The Impact on IPO Pipelines and Cross-Border Listings
Nasdaq and HKEX Dual-Listing Trends
The resolution of the audit access issue has not fully restored investor confidence. In 2024, Chinese companies raised USD 4.2 billion through U.S. IPOs, compared to USD 8.1 billion in 2021 (the last full pre-HFCAA year), according to Refinitiv data. The drag is attributable to the residual uncertainty around the Protocol’s renewal—the agreement is subject to annual review by the PCAOB and the CSRC—and the higher audit costs. For example, a typical Main Board listing on HKEX with a VIE structure now requires a sponsor to engage both a U.S.-registered PCAOB auditor and a PRC-based audit firm, adding approximately HKD 8 million to the total listing expenses (based on HKEX’s 2024 survey of sponsor fees). This cost structure has pushed 12 companies that originally filed for Nasdaq listings in 2023-2024 to pivot to HKEX as their primary listing venue, including a Shenzhen-based semiconductor firm that withdrew its SEC filing in September 2024.
The CSRC’s Filing Requirement
Since March 2023, the CSRC’s Filing Rules for Overseas Securities Offerings and Listings (effective March 31, 2023) require all PRC companies seeking overseas listings—including via VIE structures—to file with the CSRC within three business days of submitting the listing application to the overseas exchange. For U.S. listings, this filing triggers the PCAOB access mechanism, as the CSRC uses the filing to pre-identify audit firms for potential inspection.
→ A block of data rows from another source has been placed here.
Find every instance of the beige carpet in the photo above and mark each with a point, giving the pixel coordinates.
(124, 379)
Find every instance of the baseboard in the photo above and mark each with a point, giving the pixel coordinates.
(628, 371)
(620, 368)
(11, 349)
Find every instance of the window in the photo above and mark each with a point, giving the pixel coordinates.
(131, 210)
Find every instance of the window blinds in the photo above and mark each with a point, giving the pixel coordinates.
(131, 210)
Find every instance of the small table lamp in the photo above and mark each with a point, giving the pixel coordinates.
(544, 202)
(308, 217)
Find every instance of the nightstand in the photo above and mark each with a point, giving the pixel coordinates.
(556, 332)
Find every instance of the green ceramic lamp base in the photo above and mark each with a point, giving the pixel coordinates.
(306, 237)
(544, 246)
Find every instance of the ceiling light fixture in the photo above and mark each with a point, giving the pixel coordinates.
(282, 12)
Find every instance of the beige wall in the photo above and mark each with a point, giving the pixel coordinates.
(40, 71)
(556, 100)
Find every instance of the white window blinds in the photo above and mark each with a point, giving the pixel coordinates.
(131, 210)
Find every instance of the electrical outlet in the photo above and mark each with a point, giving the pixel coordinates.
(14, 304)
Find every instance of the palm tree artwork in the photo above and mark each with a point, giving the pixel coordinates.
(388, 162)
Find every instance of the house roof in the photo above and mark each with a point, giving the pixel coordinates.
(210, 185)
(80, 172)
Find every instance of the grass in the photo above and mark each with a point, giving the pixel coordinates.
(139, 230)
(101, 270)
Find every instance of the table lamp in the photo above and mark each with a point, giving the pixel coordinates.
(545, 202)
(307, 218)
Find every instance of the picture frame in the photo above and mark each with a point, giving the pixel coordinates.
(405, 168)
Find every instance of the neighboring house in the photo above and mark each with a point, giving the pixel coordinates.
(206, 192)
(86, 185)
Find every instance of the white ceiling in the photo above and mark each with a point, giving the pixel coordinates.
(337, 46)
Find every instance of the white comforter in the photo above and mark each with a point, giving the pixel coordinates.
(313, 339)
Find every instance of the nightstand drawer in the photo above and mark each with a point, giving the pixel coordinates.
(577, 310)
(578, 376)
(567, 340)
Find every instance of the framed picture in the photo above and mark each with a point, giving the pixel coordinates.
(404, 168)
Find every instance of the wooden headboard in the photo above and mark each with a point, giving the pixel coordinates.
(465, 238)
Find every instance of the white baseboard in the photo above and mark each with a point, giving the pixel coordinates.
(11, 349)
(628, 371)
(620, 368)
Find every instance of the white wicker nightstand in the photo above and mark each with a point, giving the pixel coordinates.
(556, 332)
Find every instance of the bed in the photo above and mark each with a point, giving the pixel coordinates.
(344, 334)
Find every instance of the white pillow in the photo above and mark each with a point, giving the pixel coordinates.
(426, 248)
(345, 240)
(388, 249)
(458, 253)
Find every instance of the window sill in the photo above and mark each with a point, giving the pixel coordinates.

The CSRC’s 2024 annual report states that it processed 67 filings for U.S. listings in 2024, with an average approval time of 20 business days. This timeline, while shorter than the 60-day assessment for workpaper transfers, creates a sequential dependency: an issuer cannot complete its SEC filing until the CSRC filing is approved, effectively extending the listing timeline by 4-6 weeks.
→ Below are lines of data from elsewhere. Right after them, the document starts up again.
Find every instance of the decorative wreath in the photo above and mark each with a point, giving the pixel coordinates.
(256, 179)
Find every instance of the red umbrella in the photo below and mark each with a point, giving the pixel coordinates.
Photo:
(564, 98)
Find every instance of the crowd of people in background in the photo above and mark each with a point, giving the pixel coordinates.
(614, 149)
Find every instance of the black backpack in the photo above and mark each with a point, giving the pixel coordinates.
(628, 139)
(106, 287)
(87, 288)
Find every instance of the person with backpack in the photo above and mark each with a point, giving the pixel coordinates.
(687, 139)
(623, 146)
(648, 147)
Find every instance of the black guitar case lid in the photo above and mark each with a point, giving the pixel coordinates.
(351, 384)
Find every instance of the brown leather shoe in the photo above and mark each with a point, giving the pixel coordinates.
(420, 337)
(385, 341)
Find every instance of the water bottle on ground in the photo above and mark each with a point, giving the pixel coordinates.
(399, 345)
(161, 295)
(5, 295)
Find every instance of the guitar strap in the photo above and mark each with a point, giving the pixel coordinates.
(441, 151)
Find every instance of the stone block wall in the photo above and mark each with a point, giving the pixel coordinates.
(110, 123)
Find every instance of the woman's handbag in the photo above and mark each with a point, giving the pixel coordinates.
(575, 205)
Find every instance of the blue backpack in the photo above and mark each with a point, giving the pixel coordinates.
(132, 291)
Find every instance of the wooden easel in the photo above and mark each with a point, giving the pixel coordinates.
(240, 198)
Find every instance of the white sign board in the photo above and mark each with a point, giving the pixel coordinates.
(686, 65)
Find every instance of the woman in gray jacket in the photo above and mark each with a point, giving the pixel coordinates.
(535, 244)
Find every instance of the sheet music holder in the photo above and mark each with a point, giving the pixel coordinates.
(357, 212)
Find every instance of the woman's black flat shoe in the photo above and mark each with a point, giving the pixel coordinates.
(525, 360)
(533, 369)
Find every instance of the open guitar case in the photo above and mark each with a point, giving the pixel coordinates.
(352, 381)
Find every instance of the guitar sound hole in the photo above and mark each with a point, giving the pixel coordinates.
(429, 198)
Actionable Takeaways for Issuers and Advisors
- Issuers with a VIE structure should budget for a minimum 12-month timeline from engagement of the sponsor to listing on the Nasdaq or HKEX, factoring in the CSRC’s filing and PCAOB inspection preparation, compared to 8-9 months for a non-VIE Hong Kong listing.
- Audit committees must confirm that the lead auditor maintains a Hong Kong office with direct PCAOB registration, as the workpaper chain through Hong Kong reduces the risk of CSRC assessment delays under the Data Security Law.
- Sponsors (保薦人) should include in the engagement letter a specific clause requiring the auditor to provide a timeline for PCAOB inspection readiness, with milestones tied to the CSRC’s security assessment approval.
- For dual-listing candidates (Nasdaq + HKEX), the VIE disclosure in the HKEX prospectus (招股書) must be drafted concurrently with the SEC’s Regulation S-K disclosure, as the HKEX’s 2024 guidance note requires cross-referencing to U.S. filings.
- Legal counsel should review the VIE agreement’s cash flow repatriation clauses against the PCAOB’s 2024 inspection focus areas, particularly revenue recognition from PRC operating entities, to pre-empt deficiency findings in the first inspection cycle.